Ever walk into an important meeting and just know right away you’re out-of-sync with your counterpart?
Immediately sensing you’re not aligned with the person opposite you is a daunting proposition. You need to make inroads and you must make the best of the situation. So, how to proceed?
The problems can stem from anywhere. You’re dressed business formal, he/she’s ultra-casual, there’s a major age gap, business styles are worlds apart, you’re punctual and he/she is, well, late and the list goes on.
If this meeting matters to you and your role’s more subordinate, you’ll be scrambling to repair these first impressions, from the get-go. Quite likely, you’re working against the odds, but somehow you still must find a way to get the best outcome possible.
Let’s face it, if you’re selling something (yourself, product, ideas, etc.) it’s critical you establish rapport. Being in-sync is crucial. And unfortunately, such real alignment has many facets and associated liabilities.
So, before you attend a F2F on an issue that really matters to you, recognize it’s not just about looking and being your best. Yes, you do need to present your best side, but it must be aligned and synchronized to the needs of the other party.
Again, before you meet you should have researched the style of the person and company with whom you’ll meet. Most of the gaffs above should be proactively avoided. But, do it honestly. Keep faith with who you are as a professional and a person.
If you’re a little more formal and it’s an ultra-casual environment, dress down a little. You may not need to pull out the flip-flops; most solid professionals should recognize and value the diversity of others. Always be on-time, but unemotionally except the flexibility in schedules and informality in meetings that your counterpart may exhibit. Such behavior may not reflect their professional regard.
Once you’re settled for discussion, you should consider this tip for quickly building rapport. You need to get on the same page as your counterpart: Mirroring is a great way to succeed.
Mirroring is about reflecting the movements and body position of the person with whom you need to develop empathy. This is not about copying to the point of detectable mimicry (and risk of insult); it’s about making the person comfortable and creating synergy and rapport.
When people assume similar body positions, their feelings and emotions tend to align and be similar. If someone positions one way, do the same. Nod to show your attention to their words and do so in their rhythm; convey appropriate facial expressions. Allow them their speaking opportunities and respectfully insert your own words and comments.
The adoption of like body positions, facial nuances and hand gestures is powerful. So copy and be bold.
I have personally used this technique and have often heard it reported as being successfully employed by others. Certainly, why would ultimately flattering, across-the-board, empathetic behavior be anything but attractive to the recipient?
The only warning is to pursue your actions with a sincere desire for alignment and rapport. Practice beforehand. It works really well for most every 1-on-1 situation. Again, just avoid anything that could be taken as, or indeed is insincere mimicry. And, if ever you feel you’re overdoing things, simply back off.

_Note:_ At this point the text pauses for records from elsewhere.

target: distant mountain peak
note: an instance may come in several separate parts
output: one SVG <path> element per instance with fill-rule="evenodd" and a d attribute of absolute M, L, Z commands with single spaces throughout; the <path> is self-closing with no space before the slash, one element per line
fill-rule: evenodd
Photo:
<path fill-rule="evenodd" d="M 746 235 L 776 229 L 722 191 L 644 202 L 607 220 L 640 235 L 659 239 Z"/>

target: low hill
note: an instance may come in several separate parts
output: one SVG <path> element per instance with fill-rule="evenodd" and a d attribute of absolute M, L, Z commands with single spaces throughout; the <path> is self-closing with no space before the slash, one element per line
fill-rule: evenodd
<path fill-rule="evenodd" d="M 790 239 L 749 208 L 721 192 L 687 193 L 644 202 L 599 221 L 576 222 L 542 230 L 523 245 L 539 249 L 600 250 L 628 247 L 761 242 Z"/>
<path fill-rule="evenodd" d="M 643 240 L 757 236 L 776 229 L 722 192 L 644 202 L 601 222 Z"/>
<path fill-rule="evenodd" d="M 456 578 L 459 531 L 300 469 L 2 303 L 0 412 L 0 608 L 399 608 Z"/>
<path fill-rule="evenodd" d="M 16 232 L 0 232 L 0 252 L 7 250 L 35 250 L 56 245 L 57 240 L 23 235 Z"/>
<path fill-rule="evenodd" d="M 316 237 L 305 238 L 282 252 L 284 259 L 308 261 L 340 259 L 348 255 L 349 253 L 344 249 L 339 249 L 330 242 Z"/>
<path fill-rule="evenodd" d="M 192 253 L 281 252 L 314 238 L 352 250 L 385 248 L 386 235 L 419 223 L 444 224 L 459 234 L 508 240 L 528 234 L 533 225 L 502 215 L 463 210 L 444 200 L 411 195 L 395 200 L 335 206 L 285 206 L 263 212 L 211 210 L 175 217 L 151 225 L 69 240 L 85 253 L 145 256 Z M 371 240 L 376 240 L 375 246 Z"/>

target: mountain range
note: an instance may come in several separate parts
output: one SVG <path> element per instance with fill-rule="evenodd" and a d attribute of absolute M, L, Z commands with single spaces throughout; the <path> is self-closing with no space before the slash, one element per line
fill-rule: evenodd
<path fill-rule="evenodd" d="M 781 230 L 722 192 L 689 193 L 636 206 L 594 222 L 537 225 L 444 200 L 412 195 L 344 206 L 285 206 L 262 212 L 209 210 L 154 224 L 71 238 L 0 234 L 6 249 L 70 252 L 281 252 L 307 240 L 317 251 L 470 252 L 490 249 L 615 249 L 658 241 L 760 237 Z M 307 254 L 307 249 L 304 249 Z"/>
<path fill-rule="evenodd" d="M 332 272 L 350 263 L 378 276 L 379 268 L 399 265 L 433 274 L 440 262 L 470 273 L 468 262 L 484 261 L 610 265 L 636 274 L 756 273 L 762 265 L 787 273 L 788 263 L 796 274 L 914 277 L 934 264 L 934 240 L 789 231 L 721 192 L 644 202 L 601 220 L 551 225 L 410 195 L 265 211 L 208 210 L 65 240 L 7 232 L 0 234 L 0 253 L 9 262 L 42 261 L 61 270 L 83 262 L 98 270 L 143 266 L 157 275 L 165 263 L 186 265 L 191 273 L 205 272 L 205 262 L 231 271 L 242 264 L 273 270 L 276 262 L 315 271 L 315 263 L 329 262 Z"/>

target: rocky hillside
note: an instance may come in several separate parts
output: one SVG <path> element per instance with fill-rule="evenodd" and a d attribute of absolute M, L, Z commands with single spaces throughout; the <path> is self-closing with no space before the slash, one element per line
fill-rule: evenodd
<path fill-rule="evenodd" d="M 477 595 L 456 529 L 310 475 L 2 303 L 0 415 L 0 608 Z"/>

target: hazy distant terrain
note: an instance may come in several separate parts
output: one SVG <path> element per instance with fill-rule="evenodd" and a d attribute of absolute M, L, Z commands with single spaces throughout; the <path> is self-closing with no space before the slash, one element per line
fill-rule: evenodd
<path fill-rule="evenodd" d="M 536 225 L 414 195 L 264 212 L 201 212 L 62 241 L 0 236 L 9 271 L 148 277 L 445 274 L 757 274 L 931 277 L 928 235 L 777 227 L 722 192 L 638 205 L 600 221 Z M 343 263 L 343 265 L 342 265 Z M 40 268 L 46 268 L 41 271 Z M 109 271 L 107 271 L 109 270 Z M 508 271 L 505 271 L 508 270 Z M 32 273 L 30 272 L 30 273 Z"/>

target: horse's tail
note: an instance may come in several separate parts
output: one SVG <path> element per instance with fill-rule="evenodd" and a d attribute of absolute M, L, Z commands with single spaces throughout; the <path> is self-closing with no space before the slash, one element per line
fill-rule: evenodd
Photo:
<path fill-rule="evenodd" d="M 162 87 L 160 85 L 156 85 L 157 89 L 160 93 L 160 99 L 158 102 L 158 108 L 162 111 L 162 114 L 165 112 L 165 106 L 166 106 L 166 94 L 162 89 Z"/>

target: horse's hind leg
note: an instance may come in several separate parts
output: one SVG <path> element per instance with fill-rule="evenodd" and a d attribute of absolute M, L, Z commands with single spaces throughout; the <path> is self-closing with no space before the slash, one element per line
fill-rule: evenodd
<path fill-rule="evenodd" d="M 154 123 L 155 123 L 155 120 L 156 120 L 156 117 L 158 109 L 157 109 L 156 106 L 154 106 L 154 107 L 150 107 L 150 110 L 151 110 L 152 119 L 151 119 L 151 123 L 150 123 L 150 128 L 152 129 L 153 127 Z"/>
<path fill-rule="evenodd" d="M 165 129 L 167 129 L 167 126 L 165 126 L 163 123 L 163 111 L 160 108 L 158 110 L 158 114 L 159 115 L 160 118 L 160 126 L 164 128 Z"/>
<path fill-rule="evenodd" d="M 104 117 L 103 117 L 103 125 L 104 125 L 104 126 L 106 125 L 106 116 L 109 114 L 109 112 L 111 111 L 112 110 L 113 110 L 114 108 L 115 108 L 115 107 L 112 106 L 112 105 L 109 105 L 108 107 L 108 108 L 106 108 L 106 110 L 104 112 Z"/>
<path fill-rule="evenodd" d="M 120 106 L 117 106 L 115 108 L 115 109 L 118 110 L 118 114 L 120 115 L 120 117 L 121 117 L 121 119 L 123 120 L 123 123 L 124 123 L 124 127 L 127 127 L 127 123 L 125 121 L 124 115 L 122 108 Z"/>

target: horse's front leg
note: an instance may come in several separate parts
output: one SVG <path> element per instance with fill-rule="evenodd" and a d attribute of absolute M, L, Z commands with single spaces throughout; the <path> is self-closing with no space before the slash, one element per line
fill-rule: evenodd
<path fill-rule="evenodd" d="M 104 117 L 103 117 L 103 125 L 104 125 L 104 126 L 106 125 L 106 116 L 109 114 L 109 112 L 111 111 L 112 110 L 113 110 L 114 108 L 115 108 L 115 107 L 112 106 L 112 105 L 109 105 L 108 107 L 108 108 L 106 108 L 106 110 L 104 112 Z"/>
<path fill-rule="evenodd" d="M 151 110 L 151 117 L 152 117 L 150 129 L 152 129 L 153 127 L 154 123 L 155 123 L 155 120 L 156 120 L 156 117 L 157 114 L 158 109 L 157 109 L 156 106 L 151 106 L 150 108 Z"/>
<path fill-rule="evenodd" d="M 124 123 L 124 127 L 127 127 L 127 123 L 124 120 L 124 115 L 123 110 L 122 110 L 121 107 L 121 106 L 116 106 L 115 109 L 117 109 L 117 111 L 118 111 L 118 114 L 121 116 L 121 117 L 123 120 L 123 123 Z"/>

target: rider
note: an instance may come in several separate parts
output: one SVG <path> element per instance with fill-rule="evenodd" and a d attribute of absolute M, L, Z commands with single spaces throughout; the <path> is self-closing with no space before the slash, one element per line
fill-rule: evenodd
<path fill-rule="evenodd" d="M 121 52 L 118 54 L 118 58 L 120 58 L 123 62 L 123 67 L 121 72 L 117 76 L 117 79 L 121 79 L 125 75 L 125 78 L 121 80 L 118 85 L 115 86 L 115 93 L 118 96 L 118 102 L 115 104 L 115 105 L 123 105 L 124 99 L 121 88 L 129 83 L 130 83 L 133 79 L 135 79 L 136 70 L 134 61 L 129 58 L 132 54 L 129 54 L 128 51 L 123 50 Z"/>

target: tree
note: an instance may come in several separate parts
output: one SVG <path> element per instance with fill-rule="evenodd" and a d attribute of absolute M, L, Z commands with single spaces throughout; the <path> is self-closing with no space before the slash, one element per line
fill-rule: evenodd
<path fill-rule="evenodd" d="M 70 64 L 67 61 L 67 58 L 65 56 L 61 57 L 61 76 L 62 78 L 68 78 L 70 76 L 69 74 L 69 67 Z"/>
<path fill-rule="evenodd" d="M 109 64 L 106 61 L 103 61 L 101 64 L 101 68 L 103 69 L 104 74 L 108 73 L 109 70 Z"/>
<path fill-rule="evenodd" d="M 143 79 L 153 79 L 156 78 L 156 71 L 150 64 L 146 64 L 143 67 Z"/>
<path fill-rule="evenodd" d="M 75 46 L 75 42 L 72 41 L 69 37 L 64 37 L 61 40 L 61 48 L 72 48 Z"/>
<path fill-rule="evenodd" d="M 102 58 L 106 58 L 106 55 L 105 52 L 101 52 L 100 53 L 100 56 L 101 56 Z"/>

When you get the opportunity to observe friends or colleagues known for their ability to relate strongly to others and create a great first impression, look at what they do. You’ll find it very closely resembles the descriptions above.
I’ve personally found this approach to work well and it’s helped me get many relationships off on the right foot. Sometimes it’s shocking just how much mirroring is necessary, acceptable and helpful to align with my counterpart in a meeting. This speaks to how much effort is really needed to build rapport and become a (supposed) natural, in doing so.
Rapport and Empathy is about the other person. Demonstrate this and you’re half way (or more) home in making your case and establishing a position.
I should also mention: Yup, of course this works for social and dating settings, too.
How well do you relate to others? Often seem to get off on the wrong foot at those critical meetings? Think you should just do better in general?
If so, take a look at the simple practices outlined above. Maybe you’re next important F2F meeting can be better prepared to secure that outcome you desire!